Die ärztlichen Leiter aller Fachabteilungen haben akkordierte Ausbildungsinhalte vorgelegt, „die den vorgegebenen Raster der Ärztekammer verfeinern. Ein eigens eingerichteter Ausbildungs-Qualitätsausschuss überprüft zudem systematisch, an- und unangemeldet Ausbildungsqualität vor Ort“, so Wehsley weiter. Bed-Side-Teaching wird durch Bettenführung unter Supervision umgesetzt, die Turnusärzte berichten darüber in Fallbesprechungen. Ein eigener Erlass soll im neuen Turnusärztepaket die Zusammenarbeit zwischen Pflegepersonal und Turnusärzten sicherstellen.
„Noch nie gab es so umfangreiche Bemühungen und detailierte Pläne zur Verbesserung der Situation der Turnusärzte in den Spitälern des KAV.“ Dr. Athanasios Kalliontzis, Obmann der Sektion Turnusärzte der Wiener Ärztekammer ist sich aber unsicher, ob die Umsetzung vom ambitionierten Papier in den Alltag auch gelingt. Skeptisch macht ihn vor allem das Paket in Bezug auf die Kooperation mit der Pflege: „In jeder Abteilung wird es andere Regelungen geben, welche Tätigkeiten zu welchen Zeiten in welchen Ausmaß delegierbar sein werden“, erklärt Kalliontzis. „Aber um alle andere Bereiche des Konzepts umsetzen zu können, braucht es vor allem Zeit, die nicht wie bisher in Routinetätigkeiten und administrative Aufgaben aufgeht.“ Es würde ein bunter Mosaikteppich an Realitäten beim Delegieren an das Pflegepersonal entstehen. Diese fordern teils zu recht mehr Personal ein, um die zusätzlichen Aufgaben bewältigen zu können. Die Frage ist zudem, welche Zeitressourcen dann ganz konkret zur Verfügung stehen für zentrale Bereiche die Bettenführung unter Supervision sowie die Organisation der kontinuierlichen Fortbildung. „Es ist bedauerlich, dass die Ärztekammer in der laufenden Evaluation des Projekts viel zu wenig einbezogen sein wird“, so Kalliontzis weiter.

Gemeinsamer Weg

„Wenn neue Regelungen eingeführt werden, bedarf es einer Entwicklungs- und Probezeit für die Betroffenen, also in jenen Pilotabteilungen, die die neuen Tätigkeitsfelder und Zusammenarbeitsformen ausprobieren wollen“, meint KAV-Spitälerdirektorin Dr.
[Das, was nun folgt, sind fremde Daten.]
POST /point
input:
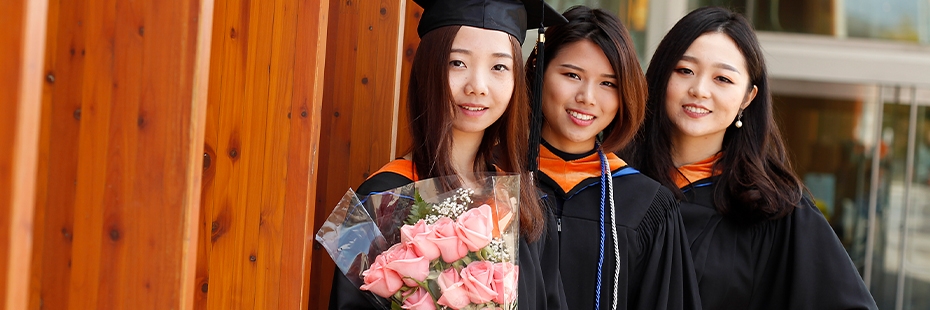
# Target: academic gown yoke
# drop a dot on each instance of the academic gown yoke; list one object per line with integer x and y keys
{"x": 655, "y": 269}
{"x": 795, "y": 262}
{"x": 539, "y": 282}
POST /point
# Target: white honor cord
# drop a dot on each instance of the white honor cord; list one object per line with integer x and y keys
{"x": 613, "y": 232}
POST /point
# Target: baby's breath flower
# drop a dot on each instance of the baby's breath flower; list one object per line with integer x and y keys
{"x": 496, "y": 251}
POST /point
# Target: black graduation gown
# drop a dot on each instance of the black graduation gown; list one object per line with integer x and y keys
{"x": 539, "y": 282}
{"x": 795, "y": 262}
{"x": 655, "y": 265}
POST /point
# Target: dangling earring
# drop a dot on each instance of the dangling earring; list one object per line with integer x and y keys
{"x": 739, "y": 119}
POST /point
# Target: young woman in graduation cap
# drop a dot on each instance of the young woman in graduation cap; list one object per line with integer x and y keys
{"x": 756, "y": 240}
{"x": 467, "y": 96}
{"x": 623, "y": 244}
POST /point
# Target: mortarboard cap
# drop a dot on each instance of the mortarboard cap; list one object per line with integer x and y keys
{"x": 510, "y": 16}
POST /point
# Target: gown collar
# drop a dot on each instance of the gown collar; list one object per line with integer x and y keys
{"x": 697, "y": 171}
{"x": 569, "y": 173}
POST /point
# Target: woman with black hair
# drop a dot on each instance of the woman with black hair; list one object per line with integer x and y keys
{"x": 622, "y": 240}
{"x": 468, "y": 98}
{"x": 756, "y": 240}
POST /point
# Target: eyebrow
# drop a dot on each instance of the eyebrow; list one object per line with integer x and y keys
{"x": 467, "y": 52}
{"x": 574, "y": 67}
{"x": 718, "y": 65}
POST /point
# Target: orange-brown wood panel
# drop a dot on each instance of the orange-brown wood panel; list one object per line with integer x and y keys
{"x": 411, "y": 41}
{"x": 141, "y": 117}
{"x": 56, "y": 178}
{"x": 360, "y": 100}
{"x": 338, "y": 95}
{"x": 303, "y": 153}
{"x": 23, "y": 36}
{"x": 225, "y": 109}
{"x": 261, "y": 140}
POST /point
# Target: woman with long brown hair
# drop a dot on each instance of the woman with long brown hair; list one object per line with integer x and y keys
{"x": 622, "y": 241}
{"x": 709, "y": 135}
{"x": 467, "y": 96}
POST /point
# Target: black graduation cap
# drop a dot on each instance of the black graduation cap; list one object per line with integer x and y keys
{"x": 510, "y": 16}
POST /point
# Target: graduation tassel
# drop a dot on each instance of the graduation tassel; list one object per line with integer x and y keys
{"x": 536, "y": 117}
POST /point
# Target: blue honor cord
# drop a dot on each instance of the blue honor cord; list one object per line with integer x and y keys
{"x": 600, "y": 259}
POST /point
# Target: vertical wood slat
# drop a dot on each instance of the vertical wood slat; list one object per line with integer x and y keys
{"x": 57, "y": 173}
{"x": 411, "y": 41}
{"x": 23, "y": 36}
{"x": 141, "y": 121}
{"x": 261, "y": 143}
{"x": 228, "y": 81}
{"x": 361, "y": 96}
{"x": 303, "y": 153}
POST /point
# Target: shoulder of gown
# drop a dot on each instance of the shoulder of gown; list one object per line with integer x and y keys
{"x": 795, "y": 262}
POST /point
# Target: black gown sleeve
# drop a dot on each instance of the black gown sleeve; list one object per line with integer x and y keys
{"x": 344, "y": 294}
{"x": 794, "y": 262}
{"x": 665, "y": 271}
{"x": 818, "y": 273}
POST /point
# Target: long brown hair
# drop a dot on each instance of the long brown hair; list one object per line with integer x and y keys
{"x": 607, "y": 32}
{"x": 756, "y": 179}
{"x": 430, "y": 107}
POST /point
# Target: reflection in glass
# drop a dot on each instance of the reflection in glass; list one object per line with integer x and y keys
{"x": 898, "y": 20}
{"x": 917, "y": 228}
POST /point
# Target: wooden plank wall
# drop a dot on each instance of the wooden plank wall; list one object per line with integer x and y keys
{"x": 260, "y": 151}
{"x": 120, "y": 159}
{"x": 363, "y": 106}
{"x": 22, "y": 37}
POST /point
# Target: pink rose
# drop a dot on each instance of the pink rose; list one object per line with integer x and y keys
{"x": 416, "y": 237}
{"x": 381, "y": 281}
{"x": 453, "y": 290}
{"x": 450, "y": 245}
{"x": 478, "y": 278}
{"x": 475, "y": 227}
{"x": 505, "y": 282}
{"x": 418, "y": 298}
{"x": 406, "y": 263}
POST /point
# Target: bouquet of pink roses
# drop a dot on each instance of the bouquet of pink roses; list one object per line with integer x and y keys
{"x": 427, "y": 248}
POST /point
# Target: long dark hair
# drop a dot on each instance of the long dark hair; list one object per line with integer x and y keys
{"x": 430, "y": 107}
{"x": 756, "y": 179}
{"x": 607, "y": 32}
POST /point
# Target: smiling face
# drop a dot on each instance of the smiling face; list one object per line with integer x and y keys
{"x": 481, "y": 77}
{"x": 580, "y": 97}
{"x": 709, "y": 86}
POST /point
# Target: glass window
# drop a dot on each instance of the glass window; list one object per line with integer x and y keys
{"x": 899, "y": 20}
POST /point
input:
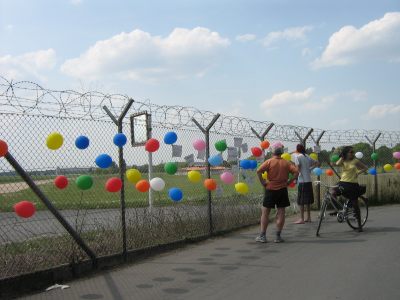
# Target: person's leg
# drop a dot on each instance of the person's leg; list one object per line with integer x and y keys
{"x": 280, "y": 218}
{"x": 301, "y": 220}
{"x": 265, "y": 211}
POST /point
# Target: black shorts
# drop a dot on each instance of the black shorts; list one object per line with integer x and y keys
{"x": 276, "y": 198}
{"x": 305, "y": 195}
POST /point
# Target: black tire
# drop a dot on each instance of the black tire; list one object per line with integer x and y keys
{"x": 350, "y": 214}
{"x": 321, "y": 216}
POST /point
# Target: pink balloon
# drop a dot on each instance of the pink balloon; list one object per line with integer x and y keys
{"x": 227, "y": 177}
{"x": 396, "y": 155}
{"x": 199, "y": 145}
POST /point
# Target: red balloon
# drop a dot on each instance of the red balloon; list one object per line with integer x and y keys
{"x": 114, "y": 184}
{"x": 143, "y": 185}
{"x": 3, "y": 148}
{"x": 264, "y": 145}
{"x": 329, "y": 172}
{"x": 24, "y": 209}
{"x": 152, "y": 145}
{"x": 210, "y": 184}
{"x": 257, "y": 152}
{"x": 61, "y": 182}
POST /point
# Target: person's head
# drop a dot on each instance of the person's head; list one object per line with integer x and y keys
{"x": 277, "y": 148}
{"x": 347, "y": 153}
{"x": 300, "y": 149}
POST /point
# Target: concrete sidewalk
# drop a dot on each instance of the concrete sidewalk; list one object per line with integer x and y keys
{"x": 341, "y": 264}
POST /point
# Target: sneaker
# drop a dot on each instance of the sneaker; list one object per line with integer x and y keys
{"x": 261, "y": 239}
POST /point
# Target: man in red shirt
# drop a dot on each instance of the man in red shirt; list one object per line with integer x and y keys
{"x": 276, "y": 193}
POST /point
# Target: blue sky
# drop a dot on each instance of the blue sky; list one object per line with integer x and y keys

Susanne Herbek. „Bloß Arbeit an andere Berufsgruppen abzugeben würde nicht zum Erfolg dieses berufsgruppenübergreifenden Arbeitspaketes führen.“ Es ginge um einen gemeinsamen Weg „mit den Führungskräften der Krankenanstalten, den Mitarbeitern der Medizin und der Pflege –und, wie auch in der Entwicklung des Gesamtprojektes, mit der Ärztekammer.“ So habe es erst im April gemeinsame Begehungen der Stationen gegeben. Kalliontzis betont, dass die Vertreter der Ärztekammer sich immer weniger einbringen konnten, hofft aber auf Besserung.